Vozes de uma leitura

Ivane Laurete Perotti

Lia Rosa, o Guima, quando uma estudante me pediu para lê-la. A ela, não ao Rosa. Diante dos textos em cheque, a metonímia, quase esquecida, imbricou na questão do gênero. POV1: textual. Estava na escola. Rosa exigia tempo. Lugar. A estudante também. Exigia-me a leitura. Dela. Tão somente. Como se fosse pouco. “Ler” um  textual humano exige o cumprimento de algumas condições nada saussureanas. O signo linguístico encabula-se. Contrai-se no esqueleto sintático. Banem-se as palavras. A frase emudece. Respeitosa. Invertida. O dizer se fecha, peremptório. Sem prazo legal, cancela-se. 

Ler é processo. Dialógico. Discursivo. Incursão de partes. Negociação de sentidos.  É movimento aberto. Inacabado. Inconcluso, mesmo que completo. Ler é despertar o já lido. Provocar o futuro. Instalar os medos do pretendido. Dar de cara com o vazio. Válido. Reverberante. Ceifar o autor no encontro de si e dos outros. Ler é abrir espelhos. E ela estava ali. Com uma pilha deles. Multifacetados. Em camadas. Côncavos. Antigos. Planos. Dupla face. Nenhum decorativo. Alguns adolescentes são assim: resistem às lapidações. Usam a própria face na tecedura das máscaras sociais. Armaduras do real. 

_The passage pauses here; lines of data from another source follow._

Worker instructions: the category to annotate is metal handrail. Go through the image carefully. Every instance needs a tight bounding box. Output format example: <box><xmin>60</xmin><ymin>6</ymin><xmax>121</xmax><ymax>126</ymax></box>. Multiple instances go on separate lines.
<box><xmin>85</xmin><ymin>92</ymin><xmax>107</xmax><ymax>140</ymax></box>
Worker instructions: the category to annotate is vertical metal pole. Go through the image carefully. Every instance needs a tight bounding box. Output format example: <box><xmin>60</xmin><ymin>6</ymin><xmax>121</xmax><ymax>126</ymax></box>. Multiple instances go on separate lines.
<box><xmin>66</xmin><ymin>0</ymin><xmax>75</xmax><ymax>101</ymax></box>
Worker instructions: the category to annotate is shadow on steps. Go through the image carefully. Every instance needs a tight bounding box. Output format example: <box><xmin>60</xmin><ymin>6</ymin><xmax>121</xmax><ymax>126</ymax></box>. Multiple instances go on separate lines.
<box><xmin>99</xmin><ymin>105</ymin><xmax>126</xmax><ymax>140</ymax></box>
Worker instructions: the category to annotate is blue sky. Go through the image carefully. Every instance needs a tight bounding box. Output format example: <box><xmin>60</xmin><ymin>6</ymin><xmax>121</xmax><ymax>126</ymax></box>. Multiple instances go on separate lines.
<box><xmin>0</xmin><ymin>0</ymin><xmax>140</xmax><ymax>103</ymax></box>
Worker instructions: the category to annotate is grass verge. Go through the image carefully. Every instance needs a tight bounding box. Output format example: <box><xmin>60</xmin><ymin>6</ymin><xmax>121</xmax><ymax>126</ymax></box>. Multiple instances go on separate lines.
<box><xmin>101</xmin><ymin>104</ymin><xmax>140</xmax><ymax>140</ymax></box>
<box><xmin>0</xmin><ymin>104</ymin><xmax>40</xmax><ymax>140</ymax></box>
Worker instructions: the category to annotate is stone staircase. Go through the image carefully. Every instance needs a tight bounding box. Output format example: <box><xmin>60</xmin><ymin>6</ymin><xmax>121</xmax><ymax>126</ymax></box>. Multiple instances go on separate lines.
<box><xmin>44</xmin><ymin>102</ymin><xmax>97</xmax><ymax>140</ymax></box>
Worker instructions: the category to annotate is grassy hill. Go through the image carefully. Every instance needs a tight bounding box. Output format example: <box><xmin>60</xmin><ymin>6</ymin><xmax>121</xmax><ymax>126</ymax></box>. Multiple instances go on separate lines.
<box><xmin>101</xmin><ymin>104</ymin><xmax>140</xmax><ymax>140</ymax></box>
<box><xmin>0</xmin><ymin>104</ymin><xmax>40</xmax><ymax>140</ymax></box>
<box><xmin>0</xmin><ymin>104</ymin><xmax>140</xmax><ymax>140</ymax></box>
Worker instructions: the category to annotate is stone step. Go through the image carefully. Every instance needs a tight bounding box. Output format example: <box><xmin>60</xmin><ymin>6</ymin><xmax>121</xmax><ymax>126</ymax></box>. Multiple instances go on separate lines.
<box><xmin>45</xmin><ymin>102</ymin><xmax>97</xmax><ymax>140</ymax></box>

Resoluta. Repetia: “Profe! Me lê.”. No canto daqueles olhos brilhados na força da resistência, eu me ouvia, repetindo Rosa: gostaria de ser um crocodilo vivendo no rio São Francisco. […] porque amo os grandes rios, pois são profundos como a alma de um homem. Na superfície são muito vivazes e claros, mas nas profundezas são tranquilos e escuros como o sofrimento dos homens.” (1994,pág 122). 

Era eu, o crocodilo. Escamosa. Dentada. Lenta na rendição. Nadava na profundeza daqueles olhos. “Me lê! Me lê!”. As fomes de leitura acovardando-se diante do textual humano. Obra aberta. Nome, sobrenome e título em espera. A vida em stand by. Os sonhos  sem fixidez. As dificuldades repassadas por herança. Genética. Social: projetos do cúmulo. De nuvens e de vontades. Cortadas na pele. Todas elas. Desde cedo. “Me lê, profe!”.

Os sofrimentos são sombrios. Intranquilos, Guima! Pelo menos ali. Naquela adolescente que desprendia pedaços de narrativas por todos os poros. Correnteza de soluços. Crenças antigas amarrando-lhe pulsos e voz. Despropósitos no bolso. Chinelos nos pés. Olhos de botão. Cílios em cinta. Desejei dizer apenas com os braços. Em pinça. Mas ela queria mais. Desejava-se lida. Significada. Então, afetada,  mergulhei. Não se volta igual depois de uma leitura miúda. Conectada.

O Rosa descansava sobre a mesa.

Era eu, o crocodilo.

1 Point of View… não resisti à tentação de usar um elemento da navegação não linear. Ponto de vista! Óbvio! Ou não. 

 

Para ler mais
ROSA, João Guimarães. O Grande Sertão Veredas. São Paulo/SP: Editora Nova Aguilar, 1994.